Lalu apa yang mendasari Kiai NU bersifat seperti itu, akan saya uraikan sebagai berikut;
Sebagai Kiai NU tentu semuanya melalui jalur nyatri di Pesantren, istilahnya Kiai pasti Santri, Santri belum tentu jadi Kiai. Pertama, setelah melalui didikan kasih sayang keluarga, Nah di Pesantren inilah watak kepribadian Kiai NU itu mulai terbentuk. Awal mula nyantri akan mengenyam kitab Sulam Taufiq, kitab karangan Habib Abdullah bin Husain bin Thohir Ba’alawi Al-Hadromi Al-Syafi’i. Kitab yang concern terhadap pembahasan Fiqih-Tasawuf ini bisa dikatakan sangat tegas dalam memberikan hukum.
Ketika santri mempelajari kitab ini, dia merasa seolah semua yang dilakukan orang lain itu salah, dan penuh dengan dosa, ma’lum karena masih tahap belajar dan pemula.
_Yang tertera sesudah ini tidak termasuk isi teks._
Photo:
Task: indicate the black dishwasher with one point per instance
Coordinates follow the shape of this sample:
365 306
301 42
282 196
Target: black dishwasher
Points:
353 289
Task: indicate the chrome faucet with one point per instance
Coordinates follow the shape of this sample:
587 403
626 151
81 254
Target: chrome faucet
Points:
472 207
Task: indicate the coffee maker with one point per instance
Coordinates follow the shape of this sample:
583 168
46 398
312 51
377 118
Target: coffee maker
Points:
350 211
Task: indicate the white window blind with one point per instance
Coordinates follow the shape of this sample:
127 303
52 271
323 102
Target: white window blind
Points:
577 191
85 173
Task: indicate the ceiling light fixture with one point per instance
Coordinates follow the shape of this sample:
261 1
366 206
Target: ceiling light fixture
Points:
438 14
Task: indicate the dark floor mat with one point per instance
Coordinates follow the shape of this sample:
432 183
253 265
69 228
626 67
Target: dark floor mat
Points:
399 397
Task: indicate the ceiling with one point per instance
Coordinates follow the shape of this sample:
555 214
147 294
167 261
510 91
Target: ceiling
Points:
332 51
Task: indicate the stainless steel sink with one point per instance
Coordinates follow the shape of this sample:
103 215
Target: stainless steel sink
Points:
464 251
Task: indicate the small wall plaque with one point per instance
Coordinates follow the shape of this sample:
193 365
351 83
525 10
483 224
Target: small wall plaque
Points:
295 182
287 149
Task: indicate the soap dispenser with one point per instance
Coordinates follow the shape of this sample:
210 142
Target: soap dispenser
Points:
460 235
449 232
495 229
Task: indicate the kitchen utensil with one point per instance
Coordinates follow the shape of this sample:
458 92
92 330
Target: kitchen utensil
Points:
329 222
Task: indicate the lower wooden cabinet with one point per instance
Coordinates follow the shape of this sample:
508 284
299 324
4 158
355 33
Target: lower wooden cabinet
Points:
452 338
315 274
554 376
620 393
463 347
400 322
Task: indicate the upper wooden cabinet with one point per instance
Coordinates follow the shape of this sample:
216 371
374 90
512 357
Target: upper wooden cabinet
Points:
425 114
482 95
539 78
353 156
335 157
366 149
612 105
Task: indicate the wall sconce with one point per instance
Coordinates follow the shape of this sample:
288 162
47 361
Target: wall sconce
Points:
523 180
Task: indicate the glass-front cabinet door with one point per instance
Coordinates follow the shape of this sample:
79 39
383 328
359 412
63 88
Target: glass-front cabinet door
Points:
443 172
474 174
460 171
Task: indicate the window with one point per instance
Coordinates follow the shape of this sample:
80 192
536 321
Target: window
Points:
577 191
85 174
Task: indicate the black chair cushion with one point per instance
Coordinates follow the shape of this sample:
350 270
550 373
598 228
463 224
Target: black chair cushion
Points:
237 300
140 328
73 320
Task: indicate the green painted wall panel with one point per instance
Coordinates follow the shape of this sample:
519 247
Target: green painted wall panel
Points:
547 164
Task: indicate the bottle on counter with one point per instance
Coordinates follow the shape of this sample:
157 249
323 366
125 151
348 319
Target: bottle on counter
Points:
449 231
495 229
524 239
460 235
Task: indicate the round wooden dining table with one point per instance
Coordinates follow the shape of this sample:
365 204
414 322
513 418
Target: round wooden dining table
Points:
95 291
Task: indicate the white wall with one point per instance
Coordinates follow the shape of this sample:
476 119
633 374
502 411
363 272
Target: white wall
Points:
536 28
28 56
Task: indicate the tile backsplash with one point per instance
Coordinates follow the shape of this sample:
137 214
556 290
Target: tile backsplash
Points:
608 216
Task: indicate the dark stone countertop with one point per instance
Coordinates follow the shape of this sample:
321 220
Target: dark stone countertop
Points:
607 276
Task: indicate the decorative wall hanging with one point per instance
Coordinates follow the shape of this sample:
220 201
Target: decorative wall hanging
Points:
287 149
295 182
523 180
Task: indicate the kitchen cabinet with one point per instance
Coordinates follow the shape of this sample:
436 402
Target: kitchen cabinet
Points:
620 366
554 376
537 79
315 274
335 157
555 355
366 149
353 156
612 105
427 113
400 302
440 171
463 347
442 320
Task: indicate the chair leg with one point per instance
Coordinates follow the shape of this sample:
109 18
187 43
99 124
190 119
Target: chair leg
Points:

Kedua, setelah Sulam Taufiq, santri akan belajar Kitab Fathul Qorib, Karangan Syekh Muhammad bin Qosim Al-Ghazi, pembahasan dalam kitab ini mengajarkan tentang dasar-dasar Fiqih Syafi’iyah, bisa dikatakan tidak terlalu keras, santri tidak akan mudah menyalahkan orang lain lagi, tapi disisi lain dia akan merasa benar sendiri, tapi tidak sampai berani menyalahkan orang lain.
Sampai disini santri melalui level kedua, level pertengahan, nah untuk mengimbangi belajar fikihnya itu, sang santri juga belajar kitab Ta’lim muta’alimnya Syekh Zarnuji, kitab adab bagi pelajar, supaya tidak menghandalkan akal dan sebagai self reminder, secerdas apapun santri, al adabu tetap fauqol ilmi, adab lebih utama daripada ilmu.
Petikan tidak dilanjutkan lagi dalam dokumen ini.